Solarwatt sei ein Wegbereiter in seiner Branche. Seine zertifizierten „Glas-Glas-Module“, die im Lippeweg angebaut werden, gelten als besonders nachhaltig – von der Materialbeschaffung bis hin zum Recycling. An die Produktqualität und Langlebigkeit kämen die gängigen Module von ausländischen Herstellern bei Weitem nicht heran, kommt Philip Roppelt fast schon ins Schwärmen. WG „Aufbau“-Vorstandschefin Barbara Schneider lässt sich davon gerne „anstecken“. Sie sieht dem Projekt mit Spannung und Freude entgegen und ist sich sicher: „Für Sachsen-Anhalt übernehmen wir hier eine Vorreiterrolle“.

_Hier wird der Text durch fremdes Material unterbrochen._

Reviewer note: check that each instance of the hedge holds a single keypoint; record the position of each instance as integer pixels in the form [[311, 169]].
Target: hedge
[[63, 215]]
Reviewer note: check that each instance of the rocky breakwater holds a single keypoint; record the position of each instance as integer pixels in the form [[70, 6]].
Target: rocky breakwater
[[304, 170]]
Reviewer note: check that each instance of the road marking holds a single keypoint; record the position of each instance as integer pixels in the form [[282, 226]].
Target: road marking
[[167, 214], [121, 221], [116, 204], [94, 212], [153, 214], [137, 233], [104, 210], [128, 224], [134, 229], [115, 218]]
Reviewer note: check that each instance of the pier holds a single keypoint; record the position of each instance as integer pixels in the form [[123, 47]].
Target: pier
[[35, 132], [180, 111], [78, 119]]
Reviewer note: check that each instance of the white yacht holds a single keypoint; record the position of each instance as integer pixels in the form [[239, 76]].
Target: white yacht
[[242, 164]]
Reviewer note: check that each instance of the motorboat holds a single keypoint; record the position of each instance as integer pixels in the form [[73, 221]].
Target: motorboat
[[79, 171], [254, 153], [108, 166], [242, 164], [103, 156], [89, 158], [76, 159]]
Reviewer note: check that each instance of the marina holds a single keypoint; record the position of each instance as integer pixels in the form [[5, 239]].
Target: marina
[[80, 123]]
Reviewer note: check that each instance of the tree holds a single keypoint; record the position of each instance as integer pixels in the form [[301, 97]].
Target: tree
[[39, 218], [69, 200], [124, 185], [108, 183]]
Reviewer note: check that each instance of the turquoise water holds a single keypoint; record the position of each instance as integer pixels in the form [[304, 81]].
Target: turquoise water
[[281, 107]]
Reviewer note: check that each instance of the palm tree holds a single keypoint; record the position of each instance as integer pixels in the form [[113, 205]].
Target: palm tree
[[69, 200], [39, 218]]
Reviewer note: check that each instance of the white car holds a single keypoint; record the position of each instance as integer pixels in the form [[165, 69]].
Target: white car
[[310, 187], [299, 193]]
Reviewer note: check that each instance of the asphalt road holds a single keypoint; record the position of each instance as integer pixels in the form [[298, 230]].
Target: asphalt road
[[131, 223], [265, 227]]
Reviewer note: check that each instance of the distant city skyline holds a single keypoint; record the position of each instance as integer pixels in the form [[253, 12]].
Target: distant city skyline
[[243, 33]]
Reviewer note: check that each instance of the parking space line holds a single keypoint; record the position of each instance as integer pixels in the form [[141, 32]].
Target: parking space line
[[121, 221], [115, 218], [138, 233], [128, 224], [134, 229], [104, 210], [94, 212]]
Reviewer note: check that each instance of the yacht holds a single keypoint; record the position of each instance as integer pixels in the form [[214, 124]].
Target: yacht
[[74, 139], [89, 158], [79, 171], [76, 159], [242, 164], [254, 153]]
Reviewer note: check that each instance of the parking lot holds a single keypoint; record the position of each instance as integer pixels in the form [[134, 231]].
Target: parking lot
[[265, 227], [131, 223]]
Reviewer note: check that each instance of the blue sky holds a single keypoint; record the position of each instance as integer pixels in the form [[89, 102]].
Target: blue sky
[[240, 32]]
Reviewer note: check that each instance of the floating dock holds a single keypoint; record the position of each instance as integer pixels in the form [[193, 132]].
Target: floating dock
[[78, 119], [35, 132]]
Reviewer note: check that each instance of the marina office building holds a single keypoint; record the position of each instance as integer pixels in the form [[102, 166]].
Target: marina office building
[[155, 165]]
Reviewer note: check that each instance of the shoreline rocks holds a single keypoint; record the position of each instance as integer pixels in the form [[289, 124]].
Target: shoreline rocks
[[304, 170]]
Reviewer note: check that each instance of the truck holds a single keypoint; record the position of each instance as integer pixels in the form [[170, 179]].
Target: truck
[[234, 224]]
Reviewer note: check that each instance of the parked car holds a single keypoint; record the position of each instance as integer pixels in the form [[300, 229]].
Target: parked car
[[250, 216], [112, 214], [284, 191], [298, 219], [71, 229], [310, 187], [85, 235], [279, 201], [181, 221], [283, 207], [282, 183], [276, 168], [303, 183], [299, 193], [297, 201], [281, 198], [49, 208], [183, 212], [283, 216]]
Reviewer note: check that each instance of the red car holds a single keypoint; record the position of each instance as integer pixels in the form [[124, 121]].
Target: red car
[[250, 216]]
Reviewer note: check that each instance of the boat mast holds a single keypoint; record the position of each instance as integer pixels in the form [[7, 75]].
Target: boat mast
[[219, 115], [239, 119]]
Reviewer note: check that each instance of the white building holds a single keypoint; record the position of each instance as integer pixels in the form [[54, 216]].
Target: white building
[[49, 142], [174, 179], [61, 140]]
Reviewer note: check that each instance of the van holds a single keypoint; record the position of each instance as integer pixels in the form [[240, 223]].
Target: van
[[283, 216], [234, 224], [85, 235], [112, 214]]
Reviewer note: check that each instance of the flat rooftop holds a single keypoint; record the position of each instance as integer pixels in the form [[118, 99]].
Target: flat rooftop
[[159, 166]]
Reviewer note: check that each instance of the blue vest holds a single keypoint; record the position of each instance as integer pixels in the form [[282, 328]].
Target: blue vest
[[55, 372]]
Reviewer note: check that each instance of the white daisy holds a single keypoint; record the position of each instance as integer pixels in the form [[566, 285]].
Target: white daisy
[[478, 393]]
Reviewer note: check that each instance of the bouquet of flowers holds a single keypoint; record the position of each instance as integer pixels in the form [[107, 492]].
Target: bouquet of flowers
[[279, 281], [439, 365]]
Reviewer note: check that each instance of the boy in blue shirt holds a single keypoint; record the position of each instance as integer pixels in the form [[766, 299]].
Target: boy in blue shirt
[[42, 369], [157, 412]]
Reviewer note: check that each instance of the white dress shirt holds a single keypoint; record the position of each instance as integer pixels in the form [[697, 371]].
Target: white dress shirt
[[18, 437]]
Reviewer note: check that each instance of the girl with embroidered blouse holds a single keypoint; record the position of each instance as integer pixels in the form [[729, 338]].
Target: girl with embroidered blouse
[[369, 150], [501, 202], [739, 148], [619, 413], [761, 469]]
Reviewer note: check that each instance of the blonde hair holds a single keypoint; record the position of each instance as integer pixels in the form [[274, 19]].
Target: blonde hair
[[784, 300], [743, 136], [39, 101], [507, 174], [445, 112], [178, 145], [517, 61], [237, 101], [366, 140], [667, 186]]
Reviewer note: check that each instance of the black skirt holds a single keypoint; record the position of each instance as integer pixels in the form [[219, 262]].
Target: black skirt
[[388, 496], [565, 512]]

Damit ist gemeint, dass die WG „Aufbau“ Merseburg eG alle Balkone an diesem großen Häuserblock mit Balkonkraftwerken für die Mieter ausstattet (das trifft auf 28 Wohneinheiten zu), und dass die dafür installierten Solarmodule gleichzeitig die Funktion der Balkon-„Verblendung“ übernehmen.
„Die Wohnungswirtschaft stand vor allem in den letzten Jahren - und immer noch - vor vielen, großen Herausforderungen. Dazu zählten u. a. hohe Baukosten und Fachkräftemangel im Handwerk, und es galt, die extremen Energiepreiserhöhungen zu bewältigen“, so Barbara Schneider. „Auch die Energiewende macht sich nicht von selbst. Mit diesem Sanierungsprojekt möchten wir einen zukunftsfähigen Impuls an einem Bestandsobjekt setzen. Solide Sanierung bzw. Instandhaltung des bestehenden Wohnungsbestandes ist mindestens so wichtig, wie der viel beredete Wohnungsneubau und sollte mehr beachtet und gefördert werden.“
Der Wohnblock Lippeweg 24-30 wurde Anfang der 1980er Jahre errichtet und zuletzt während der 90er Jahre umfassend saniert. Jetzt werden neben den Balkonverkleidungen auch die Bodenbeläge auf den Balkonen, die Entwässerungsrinnen sowie die Fassadenfarbe erneuert bzw. gereinigt. WG „Aufbau“-typisch wird für eine ansprechende Farbgestaltung gesorgt.
Bereits im März war der Wohnblock an der Südseite eingerüstet worden und ein Kran hatte die knapp zwei Tonnen schweren, alten Betonelemente von den Balkonen abgenommen.
„Als Vermieter bitten wir um Verständnis, dass solche Bauarbeiten leider mit Einschränkungen und Lärm verbunden sind. Wir danken unseren Mietern für ihr Entgegenkommen und ihre Geduld“, betont Barbara Schneider abschließend. Und: „Die Baumaßnahme wird voraussichtlich Ende Mai fertiggestellt; wir liegen gut im Zeitplan“, freut sich die Chefin der größten Wohnungsgenossenschaft der Stadt Merseburg.